Son regard sur ce phénomène de radicalisation, qu’il préfère évoquer comme «une entrée dans la violence», est aiguisé. Son terrain d’observation se trouve à Créteil (Val-de-Marne), où il vit depuis toujours.
Alors que le gouvernement vient d’annoncer son plan «Prévention et protection» pour lutter contre la radicalisation, et à l'image de Nadir B., les citoyennes et citoyens, la recherche et les organisations militantes se mobilisent.
Environ quatre-vingt-dix associations et structures de prise en charge et d’accompagnement partenaires des préfectures appuient les 25.000 agents de l’État des collectivités territoriales et des travailleurs sociaux formés sur la radicalisation. Le gouvernement mise sur eux pour prendre en charge et accompagner les personnes radicalisées, qu’elles reviennent d’Irak et de Syrie ou non. Et pour coordonner tout cela, les préfets, chefs de file de la prévention de la radicalisation dans leur département, travaillent avec les directeurs et directrices générales des agences régionales de santé.

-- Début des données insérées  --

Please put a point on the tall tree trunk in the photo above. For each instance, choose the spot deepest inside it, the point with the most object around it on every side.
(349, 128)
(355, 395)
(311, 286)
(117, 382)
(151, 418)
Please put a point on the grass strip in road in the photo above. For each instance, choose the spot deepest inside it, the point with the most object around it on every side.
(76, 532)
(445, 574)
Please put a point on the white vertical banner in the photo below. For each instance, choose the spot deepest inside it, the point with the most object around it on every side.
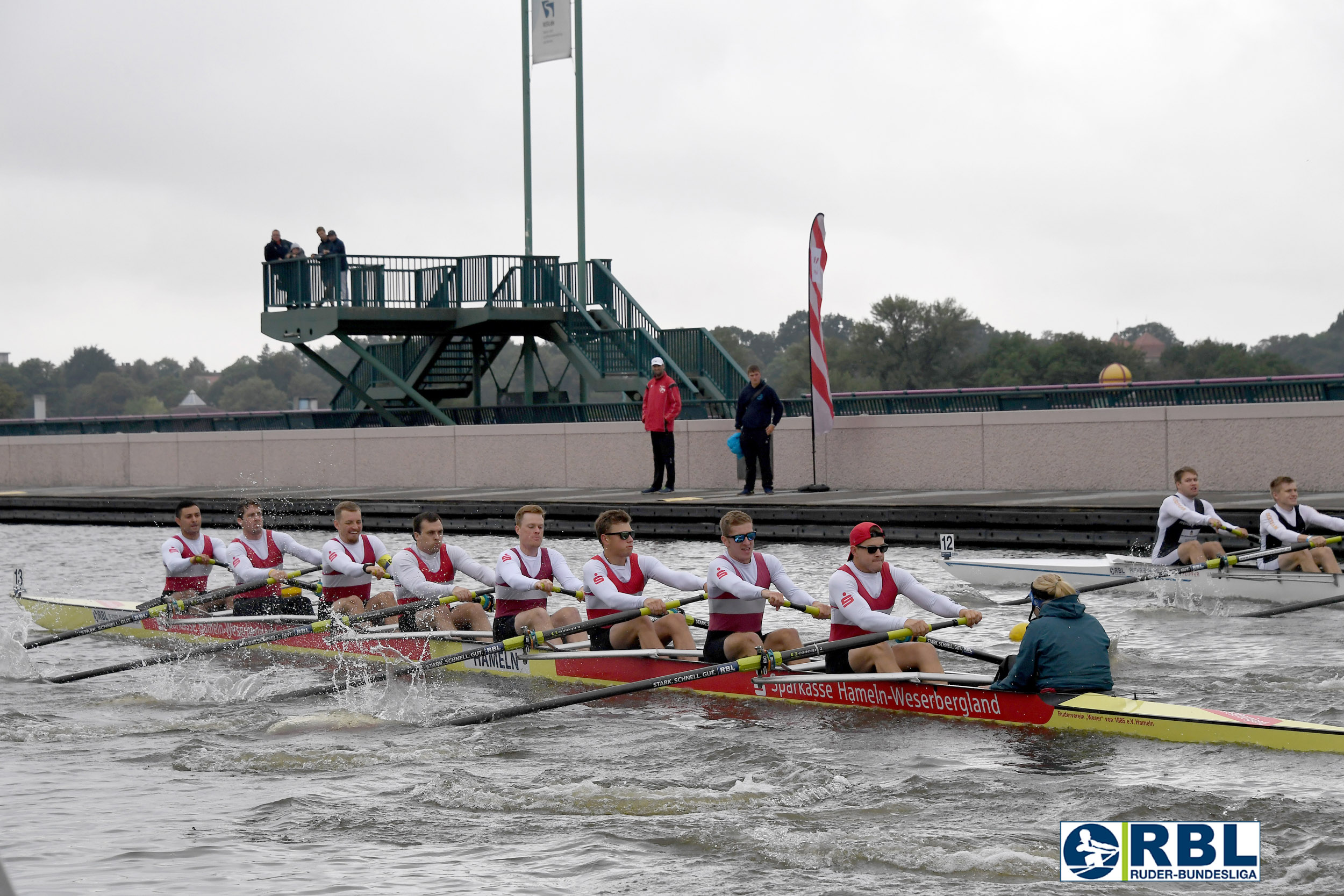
(550, 30)
(823, 410)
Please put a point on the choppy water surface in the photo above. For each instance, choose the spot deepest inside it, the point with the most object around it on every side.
(173, 779)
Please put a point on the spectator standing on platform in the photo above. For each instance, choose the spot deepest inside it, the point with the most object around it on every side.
(332, 254)
(760, 410)
(277, 248)
(662, 406)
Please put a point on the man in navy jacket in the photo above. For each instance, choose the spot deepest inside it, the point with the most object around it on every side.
(760, 410)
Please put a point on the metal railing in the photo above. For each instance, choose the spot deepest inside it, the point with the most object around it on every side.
(1315, 388)
(1241, 390)
(700, 355)
(412, 281)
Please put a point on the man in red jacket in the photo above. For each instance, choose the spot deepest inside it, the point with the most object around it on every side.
(662, 405)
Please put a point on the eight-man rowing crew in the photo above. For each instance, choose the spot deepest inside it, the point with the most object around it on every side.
(1184, 516)
(741, 583)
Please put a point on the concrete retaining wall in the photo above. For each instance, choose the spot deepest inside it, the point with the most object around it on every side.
(1234, 447)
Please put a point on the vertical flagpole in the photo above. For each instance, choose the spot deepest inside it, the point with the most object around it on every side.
(813, 418)
(578, 136)
(816, 346)
(527, 139)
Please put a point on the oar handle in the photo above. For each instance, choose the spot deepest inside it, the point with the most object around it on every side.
(811, 610)
(952, 647)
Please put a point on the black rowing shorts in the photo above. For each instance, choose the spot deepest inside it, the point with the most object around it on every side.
(504, 628)
(273, 606)
(713, 652)
(838, 663)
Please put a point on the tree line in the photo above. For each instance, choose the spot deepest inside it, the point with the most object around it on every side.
(904, 345)
(907, 345)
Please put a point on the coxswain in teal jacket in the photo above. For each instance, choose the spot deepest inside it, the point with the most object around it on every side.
(1065, 649)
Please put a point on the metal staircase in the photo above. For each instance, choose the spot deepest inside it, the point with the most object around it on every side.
(456, 315)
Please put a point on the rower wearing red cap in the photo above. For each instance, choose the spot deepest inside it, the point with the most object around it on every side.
(741, 582)
(863, 593)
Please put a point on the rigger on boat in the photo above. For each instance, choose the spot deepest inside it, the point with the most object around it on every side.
(1050, 684)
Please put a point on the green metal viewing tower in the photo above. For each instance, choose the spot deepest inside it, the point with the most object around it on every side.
(449, 318)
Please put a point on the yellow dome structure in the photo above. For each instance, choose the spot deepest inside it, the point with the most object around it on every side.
(1114, 377)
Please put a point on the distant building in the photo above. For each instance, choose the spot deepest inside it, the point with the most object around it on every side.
(1148, 346)
(192, 404)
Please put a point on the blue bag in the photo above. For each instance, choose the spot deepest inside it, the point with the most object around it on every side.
(735, 444)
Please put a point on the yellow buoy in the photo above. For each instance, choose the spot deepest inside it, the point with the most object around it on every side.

Pour réinsérer ces enfants de la République qui ont basculé dans l’idéologie extrémiste, il faut entre autres comprendre ce qui les a menés là. Au cœur du nouveau plan de l’État, soixante mesures concernent l’éducation, internet ou la vie locale.
Comprendre le phénomène, c’est ce à quoi Nadir B. s’emploie désormais, fort de son expérience personnelle. Le salafisme est –en théorie– une idéologie ennemie du djihadisme, mais certaines et certains de ses adeptes basculent tout de même vers l’organisation État islamique. «J’ai fait un travail de sociologie à distance, sur ce que j’ai vécu entre 17 et 20 ans», explique-t-il. Trois années dont il a su tirer des enseignements.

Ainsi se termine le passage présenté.